It can be beneficial and very essential to obtain information on the various equity release schemes. Equity release schemes make it possible for property owners to obtain a loan from equity release providers. The loan can be a lump sum cash amount or it can be a monthly amount. To determine what is best for you compare equity release schemes.
Using an equity release calculator, the amount that the home owner is eligible for is calculated based on the value of his property. An equity release calculator is of great help in that it helps you to calculate the overall amount of money a person would be getting once he applies for an equity release scheme. With the advancement of the internet, it is possible for a person to calculate how much money he is allowed to borrow since that equity release calculators are now online.
When you compare equity release schemes, you will realise that repayment is normally done after the death of the property owner. The initial amount that was released is paid back by selling the property. With the help of the internet, you can easily compare equity schemes. The main types of equity release schemes include the lifetime mortgages, the interest only lifetime mortgages, and the home reversion plan.
The lifetime mortgage scheme allows a property owner to obtain a loan without having to make any monthly repayments. Like normal mortgage schemes, interest is calculated on the loan amount. This amount and the initial loan amount are repaid together. Interest only lifetime mortgage schemes are the same as lifetime mortgage schemes. The only difference is that the home owner needs to pay the interest amount on a monthly basis. With home reversion plans, the property owner sells his property for one large cash amount or for a monthly amount, but can still remain in his property until he dies. This time no monthly payments are made and there is no interest charged as the partial sale of the property determines how much equity remains at the end of the day.
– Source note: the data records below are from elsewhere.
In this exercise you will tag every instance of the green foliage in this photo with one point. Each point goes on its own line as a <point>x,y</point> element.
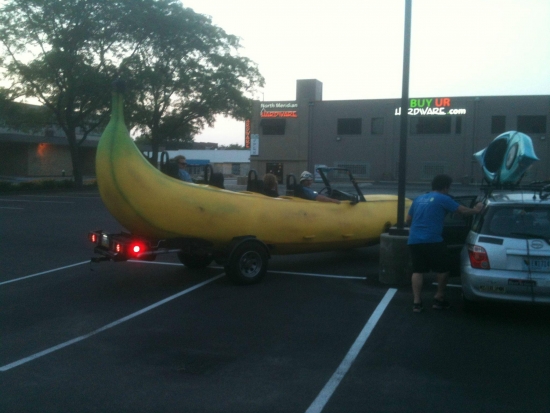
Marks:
<point>184,72</point>
<point>181,70</point>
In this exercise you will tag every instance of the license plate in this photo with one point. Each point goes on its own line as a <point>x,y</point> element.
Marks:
<point>522,283</point>
<point>536,264</point>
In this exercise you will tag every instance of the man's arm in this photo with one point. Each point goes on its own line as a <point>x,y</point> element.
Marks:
<point>470,211</point>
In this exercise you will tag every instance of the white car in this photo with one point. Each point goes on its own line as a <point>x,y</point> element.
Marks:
<point>506,256</point>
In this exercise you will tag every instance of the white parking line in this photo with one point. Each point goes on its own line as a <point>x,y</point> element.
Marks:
<point>323,397</point>
<point>36,202</point>
<point>43,272</point>
<point>350,277</point>
<point>106,327</point>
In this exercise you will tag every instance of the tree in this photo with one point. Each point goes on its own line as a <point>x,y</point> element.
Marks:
<point>184,73</point>
<point>23,117</point>
<point>181,70</point>
<point>65,55</point>
<point>233,146</point>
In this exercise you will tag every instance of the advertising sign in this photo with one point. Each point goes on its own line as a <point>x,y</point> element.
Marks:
<point>431,106</point>
<point>247,134</point>
<point>278,110</point>
<point>254,144</point>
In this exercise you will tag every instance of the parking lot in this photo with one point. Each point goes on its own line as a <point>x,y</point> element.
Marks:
<point>320,333</point>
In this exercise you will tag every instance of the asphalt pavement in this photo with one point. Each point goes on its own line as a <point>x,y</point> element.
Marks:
<point>320,333</point>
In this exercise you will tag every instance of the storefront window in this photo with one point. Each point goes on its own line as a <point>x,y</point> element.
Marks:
<point>498,124</point>
<point>349,126</point>
<point>377,126</point>
<point>439,125</point>
<point>532,124</point>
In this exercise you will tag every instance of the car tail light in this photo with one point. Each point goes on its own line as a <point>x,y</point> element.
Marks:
<point>136,248</point>
<point>478,257</point>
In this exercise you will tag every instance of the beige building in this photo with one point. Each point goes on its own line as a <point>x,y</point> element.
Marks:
<point>287,137</point>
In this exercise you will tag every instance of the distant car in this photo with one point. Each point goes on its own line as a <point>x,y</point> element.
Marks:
<point>506,256</point>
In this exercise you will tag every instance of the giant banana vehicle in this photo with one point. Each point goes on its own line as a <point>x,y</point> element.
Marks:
<point>202,223</point>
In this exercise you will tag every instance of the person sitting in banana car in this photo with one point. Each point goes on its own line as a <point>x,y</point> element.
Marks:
<point>181,161</point>
<point>306,179</point>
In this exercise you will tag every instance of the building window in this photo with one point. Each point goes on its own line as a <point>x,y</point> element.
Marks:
<point>498,124</point>
<point>430,125</point>
<point>273,126</point>
<point>349,126</point>
<point>358,169</point>
<point>377,126</point>
<point>532,124</point>
<point>431,169</point>
<point>458,125</point>
<point>275,168</point>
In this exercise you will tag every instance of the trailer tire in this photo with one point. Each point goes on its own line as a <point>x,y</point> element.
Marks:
<point>195,261</point>
<point>247,263</point>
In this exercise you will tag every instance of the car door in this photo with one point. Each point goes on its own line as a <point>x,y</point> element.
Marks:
<point>455,229</point>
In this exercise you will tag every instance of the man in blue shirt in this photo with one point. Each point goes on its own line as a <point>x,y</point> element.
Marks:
<point>182,164</point>
<point>428,251</point>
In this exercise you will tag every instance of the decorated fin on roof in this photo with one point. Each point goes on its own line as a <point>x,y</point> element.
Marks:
<point>507,158</point>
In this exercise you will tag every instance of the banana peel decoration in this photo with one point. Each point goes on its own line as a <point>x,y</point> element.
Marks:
<point>150,204</point>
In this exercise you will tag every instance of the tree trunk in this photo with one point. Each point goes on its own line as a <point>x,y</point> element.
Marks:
<point>75,159</point>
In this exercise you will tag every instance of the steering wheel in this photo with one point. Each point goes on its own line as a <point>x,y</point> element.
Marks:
<point>544,192</point>
<point>328,190</point>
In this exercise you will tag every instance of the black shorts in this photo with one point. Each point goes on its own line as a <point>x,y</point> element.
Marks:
<point>429,257</point>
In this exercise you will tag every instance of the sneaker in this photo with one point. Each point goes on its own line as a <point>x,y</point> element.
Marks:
<point>417,307</point>
<point>441,304</point>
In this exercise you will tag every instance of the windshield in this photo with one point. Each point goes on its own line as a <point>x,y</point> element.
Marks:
<point>518,221</point>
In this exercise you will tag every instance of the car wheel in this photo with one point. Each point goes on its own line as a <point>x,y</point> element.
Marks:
<point>469,306</point>
<point>248,263</point>
<point>195,261</point>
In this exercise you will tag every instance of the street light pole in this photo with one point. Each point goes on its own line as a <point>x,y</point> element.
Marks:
<point>404,124</point>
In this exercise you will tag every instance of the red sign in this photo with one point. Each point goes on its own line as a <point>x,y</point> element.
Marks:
<point>279,114</point>
<point>247,134</point>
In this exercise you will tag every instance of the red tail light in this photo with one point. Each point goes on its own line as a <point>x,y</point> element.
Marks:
<point>478,257</point>
<point>136,248</point>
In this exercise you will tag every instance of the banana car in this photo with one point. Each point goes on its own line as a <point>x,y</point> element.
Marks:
<point>203,223</point>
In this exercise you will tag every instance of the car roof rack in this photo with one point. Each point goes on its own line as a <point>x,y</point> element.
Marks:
<point>540,187</point>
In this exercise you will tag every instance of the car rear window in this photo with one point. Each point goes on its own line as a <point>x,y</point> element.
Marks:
<point>517,221</point>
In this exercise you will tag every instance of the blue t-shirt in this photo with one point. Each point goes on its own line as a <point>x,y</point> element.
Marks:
<point>428,212</point>
<point>184,175</point>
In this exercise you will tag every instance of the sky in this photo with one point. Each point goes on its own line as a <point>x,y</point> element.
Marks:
<point>355,48</point>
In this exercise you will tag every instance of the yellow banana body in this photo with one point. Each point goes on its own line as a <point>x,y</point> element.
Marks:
<point>151,204</point>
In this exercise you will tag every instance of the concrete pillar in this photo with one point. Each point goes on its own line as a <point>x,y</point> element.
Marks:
<point>395,266</point>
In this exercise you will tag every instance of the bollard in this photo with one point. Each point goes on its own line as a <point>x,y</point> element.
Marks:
<point>395,266</point>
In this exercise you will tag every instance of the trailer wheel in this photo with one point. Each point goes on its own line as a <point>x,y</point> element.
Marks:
<point>247,263</point>
<point>195,261</point>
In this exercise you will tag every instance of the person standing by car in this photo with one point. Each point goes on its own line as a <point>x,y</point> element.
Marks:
<point>271,186</point>
<point>426,245</point>
<point>306,179</point>
<point>181,161</point>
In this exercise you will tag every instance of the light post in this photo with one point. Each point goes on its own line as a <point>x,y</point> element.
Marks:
<point>394,265</point>
<point>402,177</point>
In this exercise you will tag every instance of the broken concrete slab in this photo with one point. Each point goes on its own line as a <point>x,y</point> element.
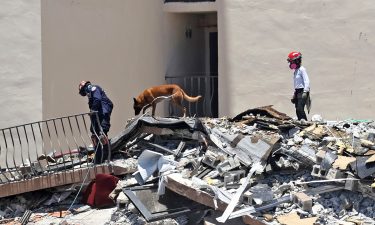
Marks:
<point>294,219</point>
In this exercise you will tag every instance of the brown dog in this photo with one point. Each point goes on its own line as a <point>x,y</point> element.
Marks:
<point>151,96</point>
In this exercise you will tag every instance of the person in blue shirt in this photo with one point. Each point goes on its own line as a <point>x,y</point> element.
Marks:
<point>100,103</point>
<point>301,96</point>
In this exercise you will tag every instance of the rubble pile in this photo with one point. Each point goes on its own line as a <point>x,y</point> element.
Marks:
<point>260,167</point>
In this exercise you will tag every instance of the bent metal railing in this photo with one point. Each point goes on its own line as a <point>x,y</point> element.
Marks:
<point>47,147</point>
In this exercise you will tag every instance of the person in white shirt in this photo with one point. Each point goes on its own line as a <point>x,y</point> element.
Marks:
<point>301,94</point>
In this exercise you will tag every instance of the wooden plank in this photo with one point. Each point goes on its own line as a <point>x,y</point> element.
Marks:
<point>184,187</point>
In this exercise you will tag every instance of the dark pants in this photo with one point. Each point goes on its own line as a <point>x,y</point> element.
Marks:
<point>102,151</point>
<point>300,102</point>
<point>104,121</point>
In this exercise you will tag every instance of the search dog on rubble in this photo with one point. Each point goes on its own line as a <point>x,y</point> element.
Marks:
<point>152,96</point>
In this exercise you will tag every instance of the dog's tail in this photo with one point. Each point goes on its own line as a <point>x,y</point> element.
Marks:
<point>189,98</point>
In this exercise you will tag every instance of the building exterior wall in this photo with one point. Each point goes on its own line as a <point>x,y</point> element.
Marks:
<point>335,38</point>
<point>125,46</point>
<point>20,62</point>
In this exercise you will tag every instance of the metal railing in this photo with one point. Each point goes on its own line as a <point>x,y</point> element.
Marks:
<point>45,147</point>
<point>205,85</point>
<point>166,1</point>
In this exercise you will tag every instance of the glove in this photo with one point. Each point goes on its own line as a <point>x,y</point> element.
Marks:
<point>94,140</point>
<point>293,99</point>
<point>305,95</point>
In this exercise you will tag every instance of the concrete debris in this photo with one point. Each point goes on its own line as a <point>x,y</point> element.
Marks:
<point>261,167</point>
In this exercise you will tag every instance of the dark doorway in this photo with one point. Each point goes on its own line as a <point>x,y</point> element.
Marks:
<point>213,45</point>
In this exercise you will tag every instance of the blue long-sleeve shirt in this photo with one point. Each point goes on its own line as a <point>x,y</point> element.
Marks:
<point>98,101</point>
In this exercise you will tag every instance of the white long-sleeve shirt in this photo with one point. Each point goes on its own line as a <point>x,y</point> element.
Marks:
<point>301,79</point>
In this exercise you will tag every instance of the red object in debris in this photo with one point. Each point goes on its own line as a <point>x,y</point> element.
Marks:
<point>293,56</point>
<point>96,193</point>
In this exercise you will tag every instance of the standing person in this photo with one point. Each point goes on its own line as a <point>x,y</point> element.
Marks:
<point>301,95</point>
<point>100,103</point>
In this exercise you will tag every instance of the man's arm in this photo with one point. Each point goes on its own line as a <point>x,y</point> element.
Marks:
<point>306,81</point>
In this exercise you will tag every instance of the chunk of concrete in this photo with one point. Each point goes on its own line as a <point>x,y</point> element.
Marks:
<point>303,201</point>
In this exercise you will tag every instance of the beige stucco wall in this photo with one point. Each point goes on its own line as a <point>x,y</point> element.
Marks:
<point>20,62</point>
<point>335,37</point>
<point>125,46</point>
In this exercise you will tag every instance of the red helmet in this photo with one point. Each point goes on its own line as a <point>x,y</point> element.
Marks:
<point>293,56</point>
<point>81,86</point>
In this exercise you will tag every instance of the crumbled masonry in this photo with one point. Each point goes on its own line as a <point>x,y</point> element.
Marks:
<point>260,167</point>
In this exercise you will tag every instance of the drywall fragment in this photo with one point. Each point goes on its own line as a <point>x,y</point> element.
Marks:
<point>342,162</point>
<point>293,219</point>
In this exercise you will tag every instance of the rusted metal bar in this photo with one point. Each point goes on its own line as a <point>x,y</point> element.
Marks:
<point>45,147</point>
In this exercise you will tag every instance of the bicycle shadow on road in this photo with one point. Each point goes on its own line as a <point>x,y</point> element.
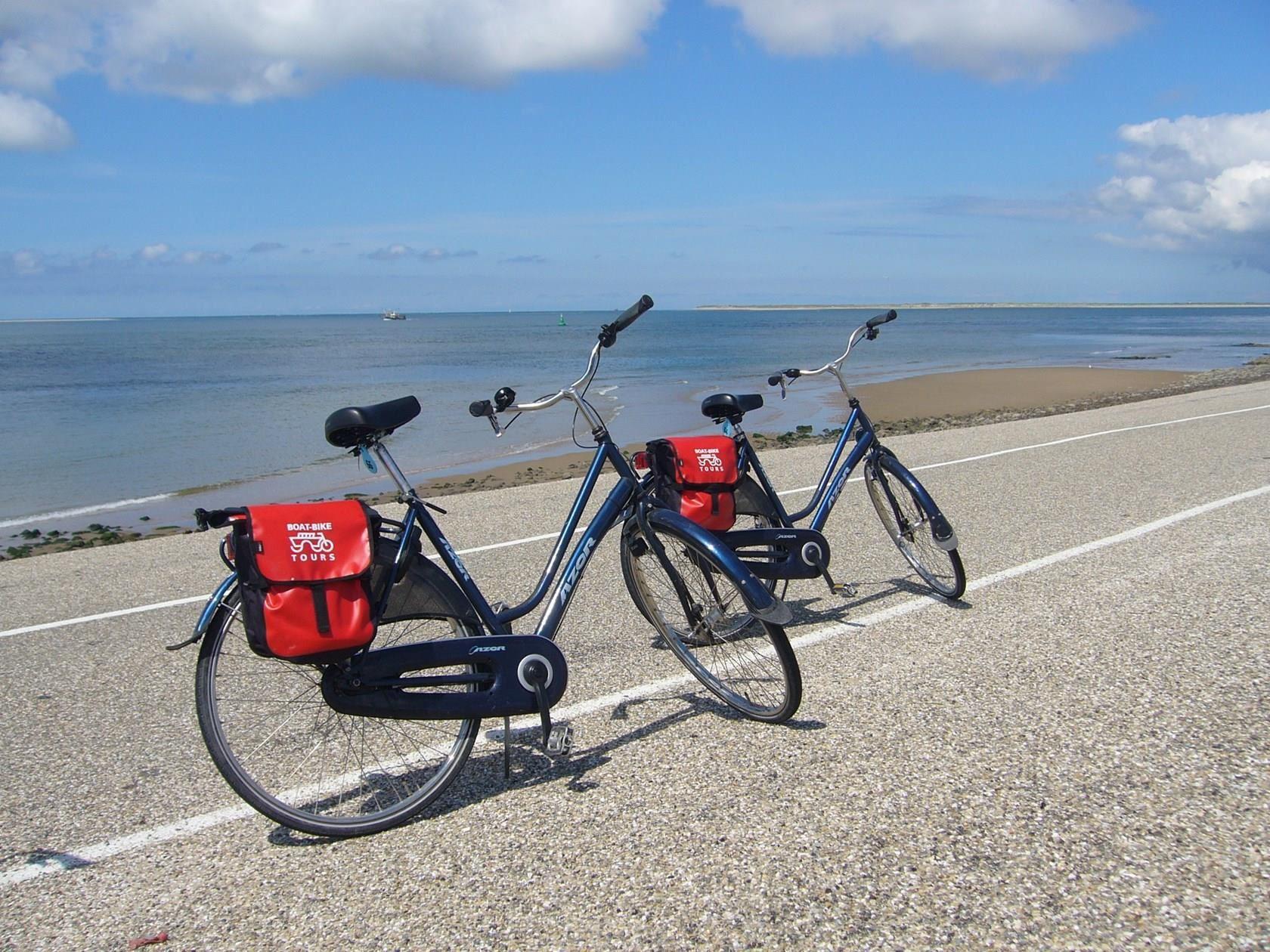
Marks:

There are many different providers of equity release schemes ranging from household names such as Aviva, LV and annuity specialist Just Retirement. Lesser known companies such as more2life, Partnership & New Life Mortgages have created niches for themselves, but still have the protection afforded by being members of SHIP (Safe Home Income Plans).
Many of them differ in their fees, their interest rates, and the method of calculating the amount that the property owner is eligible for. This is why it is very important to compare the different providers of equity release schemes to make sure that you choose the scheme that will best be able to satisfy your needs.
You always want to make sure you consult your family and an independent financial adviser before taking the word of any of the companies. They will have their own interests and while the companies are set up to handle your needs under financial regulations it does not mean you have to be steered towards the product you would most like.
By speaking with someone after you compare equity release schemes, you can find out what the adviser would suggest. Would they think one of the lifetime mortgage schemes is better for you or would they think home reversion with no payment in the end is better? What do you think after the comparison?
By asking these helpful questions you can ultimately decide where you will go in your financial decision. Speaking with family is also important since it is your family that will suffer should something occur to you. They may find their inheritance gone with the wrong scheme. They might find a negative equity clause was not included and therefore more money than should have been paid back is needed.
The above suggestions are not to make you think there are problems with any of the companies out there. It is just that sometimes you have to ask the right questions. You have to know what you are truly looking for in an equity release scheme before you can decide what to do with your property.
If you do not know there is a lifetime mortgage with a negative equity clause how can you make sure you protect your family? What if your family has a different way for you to fund your retirement than taking out a mortgage or selling part of your home? Look at all your options such as downsizing to a smaller home as you compare equity release schemes.